I\'m updating an application to write slightly more verbose errors to the system
ID: 658110 • Letter: I
Question
I'm updating an application to write slightly more verbose errors to the system log file (in this case, /var/log/apache2/mysite_error_log). I hope that I'm not asking the proverbial stupid question - but are there any potential issues with including user-passed data such as invalid arguments passed to a page in the Apache log file?
The log file is text and read/write to the web server, but I don't want to write potentially harmful text/data that could be exploited if the log file is subsequently opened/read via command line.
Explanation / Answer
Yes.
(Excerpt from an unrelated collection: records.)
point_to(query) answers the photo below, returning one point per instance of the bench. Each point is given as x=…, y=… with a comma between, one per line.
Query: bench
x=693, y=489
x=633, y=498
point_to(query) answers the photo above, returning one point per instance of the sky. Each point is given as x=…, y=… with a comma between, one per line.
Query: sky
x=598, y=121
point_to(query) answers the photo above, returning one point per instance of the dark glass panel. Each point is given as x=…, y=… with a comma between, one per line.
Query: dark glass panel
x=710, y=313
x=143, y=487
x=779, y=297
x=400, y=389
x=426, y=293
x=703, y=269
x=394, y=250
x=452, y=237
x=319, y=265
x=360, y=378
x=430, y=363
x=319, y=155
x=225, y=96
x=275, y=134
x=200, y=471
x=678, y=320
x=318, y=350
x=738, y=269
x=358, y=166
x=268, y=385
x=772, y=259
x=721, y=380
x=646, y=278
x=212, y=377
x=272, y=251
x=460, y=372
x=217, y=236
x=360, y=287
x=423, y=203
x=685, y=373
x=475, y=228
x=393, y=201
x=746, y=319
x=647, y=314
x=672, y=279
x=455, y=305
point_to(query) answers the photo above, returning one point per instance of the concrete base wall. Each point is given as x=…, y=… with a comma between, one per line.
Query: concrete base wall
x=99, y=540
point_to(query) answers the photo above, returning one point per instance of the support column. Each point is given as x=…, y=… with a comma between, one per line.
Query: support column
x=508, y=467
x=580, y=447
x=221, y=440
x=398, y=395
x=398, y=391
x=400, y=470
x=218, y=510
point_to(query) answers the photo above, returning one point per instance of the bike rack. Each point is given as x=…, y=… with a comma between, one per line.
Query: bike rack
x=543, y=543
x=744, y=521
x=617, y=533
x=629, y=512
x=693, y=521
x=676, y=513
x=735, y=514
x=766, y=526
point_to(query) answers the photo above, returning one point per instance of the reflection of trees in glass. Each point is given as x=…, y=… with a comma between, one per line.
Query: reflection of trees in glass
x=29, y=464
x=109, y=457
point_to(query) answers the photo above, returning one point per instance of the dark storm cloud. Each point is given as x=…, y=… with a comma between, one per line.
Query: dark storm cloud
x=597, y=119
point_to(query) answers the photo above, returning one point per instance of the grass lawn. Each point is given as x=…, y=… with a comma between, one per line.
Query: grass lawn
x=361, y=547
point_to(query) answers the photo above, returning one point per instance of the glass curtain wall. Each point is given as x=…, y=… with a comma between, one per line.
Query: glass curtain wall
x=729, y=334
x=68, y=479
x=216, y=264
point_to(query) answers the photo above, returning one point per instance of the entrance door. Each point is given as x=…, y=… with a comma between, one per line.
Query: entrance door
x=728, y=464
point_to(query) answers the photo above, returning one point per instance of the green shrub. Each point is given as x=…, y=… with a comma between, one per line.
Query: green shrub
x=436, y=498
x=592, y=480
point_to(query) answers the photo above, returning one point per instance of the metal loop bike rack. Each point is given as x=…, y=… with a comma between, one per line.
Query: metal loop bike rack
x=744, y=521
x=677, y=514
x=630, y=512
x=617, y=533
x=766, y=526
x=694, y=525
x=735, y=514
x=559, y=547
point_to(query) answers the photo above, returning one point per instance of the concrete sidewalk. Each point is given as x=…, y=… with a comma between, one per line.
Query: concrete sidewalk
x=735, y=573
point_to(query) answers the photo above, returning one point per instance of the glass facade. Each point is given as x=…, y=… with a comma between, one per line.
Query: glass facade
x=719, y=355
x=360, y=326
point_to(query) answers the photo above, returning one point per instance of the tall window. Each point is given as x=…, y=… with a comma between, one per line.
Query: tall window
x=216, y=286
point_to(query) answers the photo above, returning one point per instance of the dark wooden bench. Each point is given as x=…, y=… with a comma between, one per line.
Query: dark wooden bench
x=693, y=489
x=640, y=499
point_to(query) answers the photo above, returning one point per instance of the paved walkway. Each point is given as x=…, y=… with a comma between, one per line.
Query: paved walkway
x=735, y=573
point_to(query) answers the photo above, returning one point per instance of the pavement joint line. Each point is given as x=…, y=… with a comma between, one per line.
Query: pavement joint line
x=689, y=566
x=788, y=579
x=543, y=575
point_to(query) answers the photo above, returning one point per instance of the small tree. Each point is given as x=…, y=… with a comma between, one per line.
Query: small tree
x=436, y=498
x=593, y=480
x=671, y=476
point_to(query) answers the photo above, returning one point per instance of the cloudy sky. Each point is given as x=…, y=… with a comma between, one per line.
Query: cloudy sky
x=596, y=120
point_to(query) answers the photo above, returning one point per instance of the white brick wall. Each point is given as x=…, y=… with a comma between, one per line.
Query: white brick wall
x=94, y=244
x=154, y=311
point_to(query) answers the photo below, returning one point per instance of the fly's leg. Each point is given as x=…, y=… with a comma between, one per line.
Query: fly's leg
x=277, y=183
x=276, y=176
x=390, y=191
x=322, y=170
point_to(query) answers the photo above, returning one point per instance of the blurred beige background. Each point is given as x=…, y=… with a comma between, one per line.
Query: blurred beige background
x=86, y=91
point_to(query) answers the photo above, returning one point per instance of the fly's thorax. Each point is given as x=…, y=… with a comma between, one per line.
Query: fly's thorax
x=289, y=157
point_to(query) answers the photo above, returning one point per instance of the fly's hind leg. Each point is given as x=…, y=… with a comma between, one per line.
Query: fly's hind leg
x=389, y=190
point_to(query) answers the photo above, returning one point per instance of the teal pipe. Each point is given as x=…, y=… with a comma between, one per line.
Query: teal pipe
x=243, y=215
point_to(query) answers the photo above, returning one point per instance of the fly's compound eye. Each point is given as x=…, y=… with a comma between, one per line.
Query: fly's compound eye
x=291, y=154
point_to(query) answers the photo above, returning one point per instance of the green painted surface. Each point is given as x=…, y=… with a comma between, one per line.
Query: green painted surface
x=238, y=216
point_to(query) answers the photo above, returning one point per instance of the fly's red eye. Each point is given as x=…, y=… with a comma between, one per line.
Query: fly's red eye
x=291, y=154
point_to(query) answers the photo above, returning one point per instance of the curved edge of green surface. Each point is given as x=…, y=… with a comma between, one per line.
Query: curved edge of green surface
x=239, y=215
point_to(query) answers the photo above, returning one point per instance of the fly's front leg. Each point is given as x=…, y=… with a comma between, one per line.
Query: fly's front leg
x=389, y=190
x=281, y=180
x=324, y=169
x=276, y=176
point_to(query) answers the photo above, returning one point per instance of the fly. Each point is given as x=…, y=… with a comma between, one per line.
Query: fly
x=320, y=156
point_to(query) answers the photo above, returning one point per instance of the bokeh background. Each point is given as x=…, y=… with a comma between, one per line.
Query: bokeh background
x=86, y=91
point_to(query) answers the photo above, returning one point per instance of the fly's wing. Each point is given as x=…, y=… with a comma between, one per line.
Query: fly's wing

This data should be useful to help debug errors, however, there are at least a few (maybe more) potential security pitfalls to consider:
- Is any of the data privacy sensitive (like social security numbers, passwords, addresses, etc...?) If so, there could be privacy concerns, but those most of those concerns should already exist with the website anyway.
- Logging passwords would be exceptionally dangerous as it would be a plain-text storing of the user's password, which is very bad. If an attacker would be able to open the log file, he could look then look at all passwords entered! On this point, an administrator could also look at the user's password, which is not supposed to happen (because the administrator could then impersonate the user), so I would highly recommend not logging the content of passwords.
- Are the files adequately protected? They should only be accessible by administrators. The system needs to be patched consistently to deter potential attackers from elevating their privilege to root to read the data.